BELTON — About 40 people learned how to save water — and money — at The Wet and Wild Frenzy Water Conservation Workshop on Monday at the Bell County Master Gardening Building.

Representatives from the Texas Master Gardeners Association and Texas A&M Ag Extension explained affordable and creative ways to save water.

In spite of recent rains, drought conditions continue and water conservation remains a statewide issue, explained Ursula Nanna, a rainwater harvesting specialist with the association.

One of the featured presentations was a rainwater harvesting system demonstration. Many attendees took notes as they learned how to gather, store and use rainwater for gardens, pets and livestock.

Behind the building, Nanna showed the audience a variety of rainwater collecting systems. Storage containers for the systems ranged from an ordinary 55-gallon barrel to a 3,000-gallon, custom-made tank to suit the needs of farmers, city dwellers and everyone in between.

Although the water in the tank is not potable, meaning it is not safe for people to drink directly from the tank, it can be filtered for human consumption. Most people use the tank water for their gardens, farms and animals.
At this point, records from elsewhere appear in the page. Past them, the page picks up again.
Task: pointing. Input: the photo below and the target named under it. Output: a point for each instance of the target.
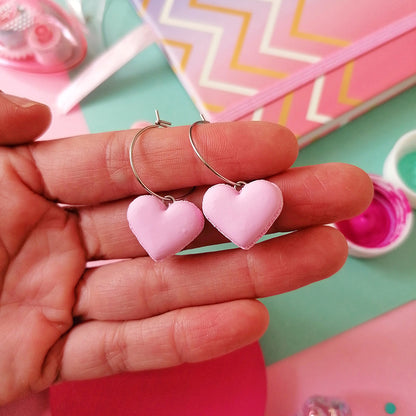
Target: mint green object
(363, 289)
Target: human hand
(60, 321)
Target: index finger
(95, 168)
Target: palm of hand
(42, 259)
(136, 315)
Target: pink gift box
(309, 64)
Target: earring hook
(226, 180)
(158, 123)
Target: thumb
(21, 120)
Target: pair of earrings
(242, 212)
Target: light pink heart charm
(246, 215)
(164, 230)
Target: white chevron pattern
(217, 34)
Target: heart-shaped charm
(246, 215)
(164, 230)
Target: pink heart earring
(161, 224)
(242, 212)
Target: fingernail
(20, 101)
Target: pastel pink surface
(163, 231)
(44, 88)
(234, 384)
(246, 215)
(367, 367)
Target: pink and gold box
(311, 65)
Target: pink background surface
(45, 88)
(234, 384)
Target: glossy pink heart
(164, 230)
(246, 215)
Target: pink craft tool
(39, 36)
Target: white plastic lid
(404, 146)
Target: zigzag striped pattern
(227, 50)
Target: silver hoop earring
(161, 224)
(242, 212)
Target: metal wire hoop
(158, 123)
(238, 184)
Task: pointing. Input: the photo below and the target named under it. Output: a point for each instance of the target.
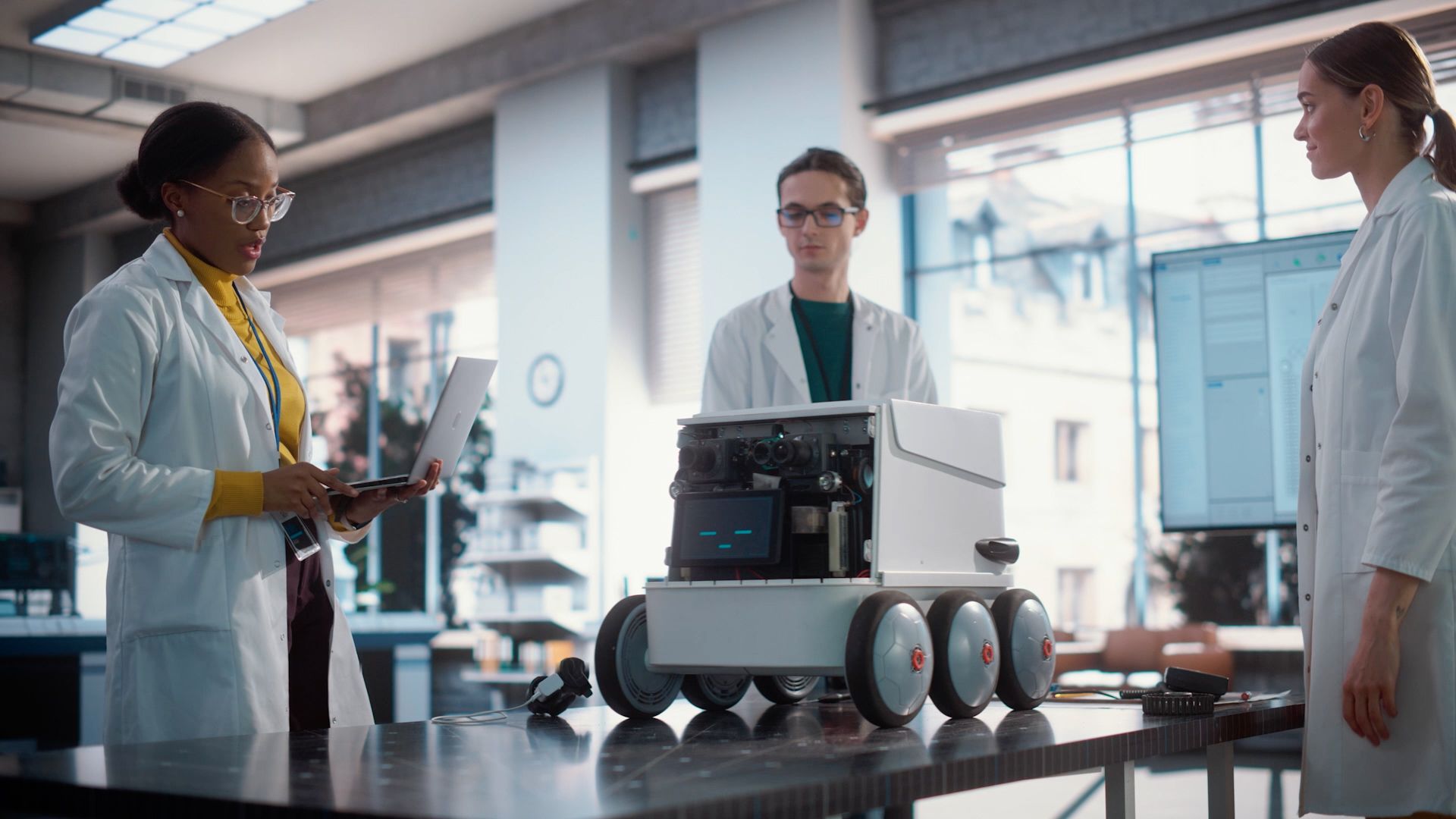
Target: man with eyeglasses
(814, 340)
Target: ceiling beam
(455, 88)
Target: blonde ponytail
(1442, 150)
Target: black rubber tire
(1009, 689)
(610, 682)
(711, 694)
(785, 689)
(943, 689)
(859, 662)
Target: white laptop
(450, 425)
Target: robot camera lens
(792, 453)
(764, 453)
(696, 458)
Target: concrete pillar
(769, 86)
(411, 682)
(12, 359)
(57, 275)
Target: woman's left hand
(370, 503)
(1370, 682)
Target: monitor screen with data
(1232, 327)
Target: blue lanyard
(274, 404)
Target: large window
(375, 344)
(1025, 249)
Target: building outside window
(1071, 445)
(1027, 246)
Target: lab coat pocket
(1359, 484)
(171, 591)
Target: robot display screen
(723, 528)
(1232, 327)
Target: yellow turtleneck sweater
(242, 493)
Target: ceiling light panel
(159, 33)
(221, 20)
(153, 9)
(117, 24)
(185, 38)
(140, 53)
(79, 41)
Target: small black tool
(1196, 682)
(1177, 703)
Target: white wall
(571, 281)
(554, 210)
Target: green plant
(1220, 577)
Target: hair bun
(136, 196)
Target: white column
(571, 279)
(769, 86)
(411, 682)
(92, 667)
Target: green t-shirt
(830, 324)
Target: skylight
(159, 33)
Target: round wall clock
(545, 379)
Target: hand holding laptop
(360, 510)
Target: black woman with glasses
(182, 431)
(814, 340)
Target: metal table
(808, 760)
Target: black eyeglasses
(246, 209)
(823, 216)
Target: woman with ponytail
(1378, 442)
(182, 431)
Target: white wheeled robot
(846, 539)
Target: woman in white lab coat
(182, 428)
(1378, 447)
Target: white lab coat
(755, 359)
(156, 394)
(1378, 488)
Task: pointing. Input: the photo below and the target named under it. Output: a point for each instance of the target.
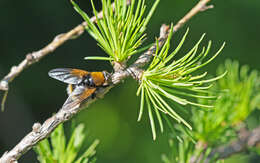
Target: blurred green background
(27, 26)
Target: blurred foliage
(58, 151)
(29, 25)
(238, 92)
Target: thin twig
(34, 57)
(40, 132)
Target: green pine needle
(119, 33)
(167, 79)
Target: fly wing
(68, 75)
(79, 94)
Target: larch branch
(40, 132)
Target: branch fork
(40, 132)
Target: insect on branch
(40, 132)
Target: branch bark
(36, 56)
(40, 132)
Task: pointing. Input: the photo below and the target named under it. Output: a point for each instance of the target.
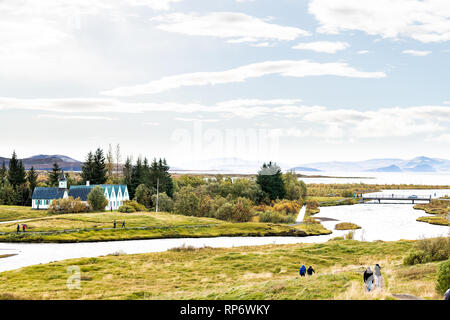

Carla Harmon, the grounds chairman for Master Gardeners, noted that some Texas residents obtain their water, including drinking water, entirely from their rainwater harvesting system.

Mann said someone could obtain about 921 gallons of water from an inch of rain, which might mean a rapid return on money invested in the system as well as in water bills. The state also offers incentives to people who would like to own a rainwater harvesting system by not charging sales taxes for the equipment, she said.